Viitakoski Blue Exhibition (A K T I)
Mika Rättö (Circle, Kuusumun Profeetta, etc.) offers two sides of minimalist piano excursions accentuated with gossamer electronics and an air of introspection. Notes hang for what feels like millennia in the quiet tonal stretches. Imbued with a heavy emotional undercurrent, each small passage in these arrangements feels like a lifetime distilled into minutes. Rättö hovers, reaching down from the midnight heavens to play each dissonant chord. Light fades, and the pathways all turn to darkness in the end. Blue Exhibition is stunning.
wøunds Nocturne (Low Versions)
Ethereal doom percolates through tiny cracks in the bedrock, digging into the earth’s center, where sonic explosions expand into spectral drones. Electronics whirr through the viscous atmosphere, elucidated shards cutting through the spacious aural blankets. Dramatic highlights glow, becoming melodic serotonin releases trickling through our veins and inhabiting every pore. So much of Nocturne is all-encompassing that it’s overwhelming, but that’s where its emotional depth emerges. Eyes closed, relaxed in the darkness, these sounds wash away everything to open a new, liminal dimension.
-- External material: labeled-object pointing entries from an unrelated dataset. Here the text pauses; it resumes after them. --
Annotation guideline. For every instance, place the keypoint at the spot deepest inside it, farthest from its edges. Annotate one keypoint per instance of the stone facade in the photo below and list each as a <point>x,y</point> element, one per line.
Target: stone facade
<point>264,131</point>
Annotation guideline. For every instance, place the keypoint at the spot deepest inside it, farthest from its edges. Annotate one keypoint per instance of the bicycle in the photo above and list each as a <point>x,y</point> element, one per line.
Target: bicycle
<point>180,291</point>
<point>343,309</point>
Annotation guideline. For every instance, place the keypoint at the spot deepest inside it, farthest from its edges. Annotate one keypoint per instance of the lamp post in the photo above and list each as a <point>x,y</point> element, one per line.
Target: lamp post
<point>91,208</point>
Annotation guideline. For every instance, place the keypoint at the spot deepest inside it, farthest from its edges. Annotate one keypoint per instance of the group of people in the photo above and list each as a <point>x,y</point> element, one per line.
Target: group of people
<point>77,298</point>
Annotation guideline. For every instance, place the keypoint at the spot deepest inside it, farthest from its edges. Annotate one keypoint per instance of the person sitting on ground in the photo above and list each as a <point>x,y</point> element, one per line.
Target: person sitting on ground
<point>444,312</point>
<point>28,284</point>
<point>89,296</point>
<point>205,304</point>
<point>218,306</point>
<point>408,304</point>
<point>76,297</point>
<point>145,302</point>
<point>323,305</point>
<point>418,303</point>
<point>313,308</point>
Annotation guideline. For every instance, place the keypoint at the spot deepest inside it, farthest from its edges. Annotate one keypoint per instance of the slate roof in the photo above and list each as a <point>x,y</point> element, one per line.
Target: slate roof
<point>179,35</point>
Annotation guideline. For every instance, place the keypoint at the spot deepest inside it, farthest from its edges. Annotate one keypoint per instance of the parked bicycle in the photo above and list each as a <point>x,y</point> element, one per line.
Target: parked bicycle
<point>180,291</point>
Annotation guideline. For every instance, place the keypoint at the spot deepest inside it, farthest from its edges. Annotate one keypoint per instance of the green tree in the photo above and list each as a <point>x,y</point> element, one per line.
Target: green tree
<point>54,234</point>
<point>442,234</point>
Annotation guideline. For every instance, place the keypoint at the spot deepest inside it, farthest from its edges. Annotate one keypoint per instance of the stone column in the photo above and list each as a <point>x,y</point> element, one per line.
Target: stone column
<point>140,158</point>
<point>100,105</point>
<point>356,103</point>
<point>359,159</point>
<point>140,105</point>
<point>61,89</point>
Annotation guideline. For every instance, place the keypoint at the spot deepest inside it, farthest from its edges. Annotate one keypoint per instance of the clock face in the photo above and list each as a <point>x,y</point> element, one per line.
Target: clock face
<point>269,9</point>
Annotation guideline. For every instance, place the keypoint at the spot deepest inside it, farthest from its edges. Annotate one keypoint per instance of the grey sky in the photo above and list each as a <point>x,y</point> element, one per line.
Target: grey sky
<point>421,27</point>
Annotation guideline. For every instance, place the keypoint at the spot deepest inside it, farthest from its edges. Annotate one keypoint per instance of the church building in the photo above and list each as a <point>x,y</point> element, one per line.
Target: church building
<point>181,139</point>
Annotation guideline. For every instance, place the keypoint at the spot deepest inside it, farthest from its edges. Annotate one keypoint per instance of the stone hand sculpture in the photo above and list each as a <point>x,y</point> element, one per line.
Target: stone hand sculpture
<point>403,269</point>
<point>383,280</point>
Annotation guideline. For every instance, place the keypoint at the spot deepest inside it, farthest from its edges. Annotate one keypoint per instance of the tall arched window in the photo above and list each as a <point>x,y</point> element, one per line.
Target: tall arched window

Amnertia Clearing (Wormhole World)
When this turned up in my inbox with a description of “album made from twigs and vocals,” I was in. It exceeds expectations, and Amnertia also goes in numerous surprising directions. Organic scratches lead to full-on noise-field rhythmic clashes. An intensity stitched into the oscillating synapses, and the vocals veer from playful to feverish and dramatic, adding a bizarre, wonderful element. Drones bleed into the undergrowth of this strange, original album.
Lieven Martens Short stories – pleasant and/or rather sad (Dauw)
I am continually floored by the breadth of Lieven Martens’ oeuvre. The enchanting Short Stories shows another side of his work, each piece a look into the intimate aspects of people’s lives. There’s joy in the horn ensemble and birds of “Sonorities” and sadness woven in the threads of “Romantic Collection.” Whimsy shows up, too, when Martens dances melodic keyboard tunes with a clatter of stilted rhythms and pizzicatos. Fresh overtones permeate the spaces between us, this music facing anything head-on, ready for another sunrise. Magic.
Chained Bliss s/t (Drunken Sailor)
Jagged resonance spills to the ground, surrounded by shattered glass and breathless hooks. Chained Bliss is gently pummeling, a body blow with a melodic touch that hones the edge of these raucous songs. Banger after banger, every piece breathes fire even if it’s not moving at lightspeed. Restraint isn’t a bad word. It heightens just how damn catchy this music is. Guitar leads slither through power chord mountains as Devin Graham spits out memorable lyrics. The angles are all wrong, but that makes this record so damn right. Everything I want in a punk album.
Gemini Revolution Switching In and Out of Consciousness (8D Industries)
Gemini Revolution glides through a city made of glass, dreamlike synths bubbling as afterthoughts. Dizzying leads sparkle and glow with mirth. Moments of sonic ecstasy filter in like light refracting against towering windows. A prism becomes a rainbow. Melancholy fuses with liminal melodies and simple rhythms to cascade between dimensions and create new worlds. Sweetness blooms beneath hope laced with aural opiates. Glistening tones move in all directions, an intricately choreographed synthesizer ballet. Looping sequences add to the lushness, buoyed by glassine silhouettes and a mesmerizing crystal sea. This is lovely stuff.